The primary mission is to provide access for aid agencies to bring supplies by land and complement relief missions by the overburdened and limited number of helicopters.

“We are racing against time. I wish the day (had) 48 hours,” Haq tells journalists who accompanied an army convoy on Saturday that delivered water and other supplies near what was left of Khansar, a village in Neelum Valley about 10 kilometres north of Muzaffarabad and near the epicentre of the 7.6 magnitude quake.

What was once a “paradise valley,” as Haq calls it, is now a wasteland. About six peaks of the mountain range were totally crushed, burying entire communities and changing the landscape of this part of Kashmir.

The verdant greens that once covered the mountains have been replaced by loose brown earth and grey boulders that crushed vehicles like tin cans.

Entire families walking along the mountain pass carrying bags of food and supplies on their backs add to the desolate scene. Others have simply died of walking due to the cold and hastily been buried in shallow roadside graves adorned with flowers.

Springs and brooks that provided drinking water have dried up, village after village buried by boulders. Even Haq’s headquarters has been erased off the map.

“We used to play cricket there. This used to be a camp full of life,” he says halfway through the journey, as the two-truck convoy passes a compound that has been converted into a tent city.

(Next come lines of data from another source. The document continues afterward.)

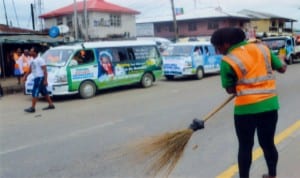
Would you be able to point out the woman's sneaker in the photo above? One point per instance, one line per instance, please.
(49, 107)
(30, 110)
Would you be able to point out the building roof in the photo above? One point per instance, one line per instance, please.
(207, 13)
(7, 29)
(91, 5)
(29, 38)
(262, 15)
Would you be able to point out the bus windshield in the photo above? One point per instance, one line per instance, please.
(57, 57)
(275, 44)
(180, 51)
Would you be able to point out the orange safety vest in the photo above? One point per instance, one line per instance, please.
(26, 64)
(252, 65)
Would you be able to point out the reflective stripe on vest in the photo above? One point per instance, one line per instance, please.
(268, 77)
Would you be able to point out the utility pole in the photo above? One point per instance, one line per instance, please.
(174, 20)
(5, 13)
(75, 21)
(32, 16)
(85, 21)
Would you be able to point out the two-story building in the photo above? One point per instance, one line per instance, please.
(269, 24)
(96, 19)
(195, 23)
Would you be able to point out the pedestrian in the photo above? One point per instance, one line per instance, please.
(39, 71)
(25, 61)
(18, 70)
(247, 72)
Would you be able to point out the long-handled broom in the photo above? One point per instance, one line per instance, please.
(164, 151)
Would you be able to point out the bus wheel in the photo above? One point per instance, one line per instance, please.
(87, 90)
(147, 80)
(169, 77)
(290, 60)
(199, 73)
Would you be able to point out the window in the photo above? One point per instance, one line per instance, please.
(70, 21)
(171, 28)
(115, 20)
(212, 25)
(83, 57)
(145, 52)
(192, 27)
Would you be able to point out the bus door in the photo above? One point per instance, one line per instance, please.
(211, 61)
(81, 67)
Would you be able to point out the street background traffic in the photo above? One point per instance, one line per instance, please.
(78, 138)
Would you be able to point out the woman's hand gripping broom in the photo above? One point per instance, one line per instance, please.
(164, 151)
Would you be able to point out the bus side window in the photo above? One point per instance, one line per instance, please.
(130, 54)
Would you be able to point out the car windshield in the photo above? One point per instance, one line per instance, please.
(57, 57)
(179, 50)
(274, 44)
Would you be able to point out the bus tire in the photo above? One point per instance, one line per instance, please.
(199, 73)
(147, 80)
(87, 89)
(290, 60)
(169, 77)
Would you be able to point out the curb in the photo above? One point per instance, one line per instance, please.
(12, 89)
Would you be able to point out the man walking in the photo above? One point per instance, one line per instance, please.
(39, 71)
(247, 72)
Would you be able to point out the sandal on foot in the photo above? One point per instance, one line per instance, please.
(49, 107)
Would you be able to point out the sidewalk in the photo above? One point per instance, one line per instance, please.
(10, 85)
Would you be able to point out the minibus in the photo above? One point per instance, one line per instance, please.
(190, 59)
(85, 68)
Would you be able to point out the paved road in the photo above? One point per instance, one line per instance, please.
(75, 139)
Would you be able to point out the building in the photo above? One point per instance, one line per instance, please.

“Our primary mission now is to restore vital lifelines. And it is not easy because we are battling with nature.”

He cranks the gear of the four by four jeep, pointing to an unstable pile of debris on the mountainside that is beginning to cascade. “You see, it is constantly shifting.”

The daunting mission is to clear a 60-kilometre stretch of road from debris and finally give aid agencies and relief organizations access to isolated villages. So far the troops have only cleared less than 10 kilometre, two weeks after the disaster.

With temperatures dropping daily and thousands of villagers risking their lives trekking along treacherous footpaths, Haq is worried that many more could die.

“Many of these sons of the earth have fallen off the mountain-side trying to bypass the landslides. And these are already people who know the mountains very well,” he says.